Construction work is finishing up on Google’s Charleston East, a canopy-covered bespoke office building designed by two international architecture firms, Bjarke Ingels Group and Heatherwick Studios. The 111-foot tall project is located at 2000 North Shoreline Boulevard, by the Mountain View waterfront and across from the Shoreline Amphitheatre and the Googleplex. Google’s parent company, Alphabet, is the project owner.
Last week, YIMBY visited the site to document the construction progress, and see how the nearly-finished building looks at sunset. Among the observations was how the manmade light illuminates the clerestories, warm in contrast with the cool stainless steel.
The overall design has the appearance of a massive metal tent rising from the trees, with catenary curves that expose the 64 smile-shaped clerestories, flooding the grand interior atrium with natural light. In an unorthodox way, the building has more roof than a facade.
The drooping metal canvases, covered with photovoltaic scales, act as a solar energy farm and a nine-acre rainwater harvesting platform. Once the solar panels turn on, the building will generate around four megawatts of energy, enough to power roughly eight hundred homes for a year.
The 111-foot structure will yield 595,000 square feet of built area, primarily for office use. Roughly three thousand employees are expected to occupy the building once complete. The canopy covers over 400,000 square feet of land, with each eave rising 48 feet above the street level, providing cover for the various entrances. There will be onsite parking for 29 vehicles and 799 bicycles, with a 2,530-spot garage two blocks away as the long-term solution for employees with private cars.
The landscape programming, designed by Hargreaves Jones, features a variety of public amenities, most visibly with the ring of distinct outdoor spaces for employees and the public alike to relax, eat, jog, and bike through. There will be a central pavilion, courtyards, retail kiosks, a canopy of oak trees, and more to produce unique environments on each side. As a shortcut, the interior of the building will have a public central alleyway, providing pedestrians with a direct connection from Charleston Park to the North Shoreline Boulevard green loop.
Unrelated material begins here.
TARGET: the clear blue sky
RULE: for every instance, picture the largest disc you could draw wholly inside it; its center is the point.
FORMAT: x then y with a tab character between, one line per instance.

The interior will have two floors of asymmetrically distributed rooms, with seating areas and pathways hoisted up to different heights, creating a sense of distinct spaces below the expansive ceiling.
Describing their approach to the employee experience, Heatherwick Studio describes Charleston East as “freed from the convention of stacked office floors, the interior of the lightweight canopy is set around a large, day-lit open floor plate, composed of multiple tessellated platforms that step through the site.”
Bjarke Ingels Group writes that their approach reflects the ethos they observed from Google. “Our mission is to create a replicable and scalable building typology that is also adaptable and inclusive to the various sites of North Bayshore and beyond.” True to this, two more metal tents are propped up at Google Bay View, within the NASA Ames Research Center office campus.
The buildings will be used as offices and R&D. Arup is the project’s structural engineer, Adamson Associates is the architect of record, and HLW International is the executive interior architect. Devcon Construction is the main contractor.
The cost for construction has not been publicized. The opening date has not been shared, though it is expected to open this year.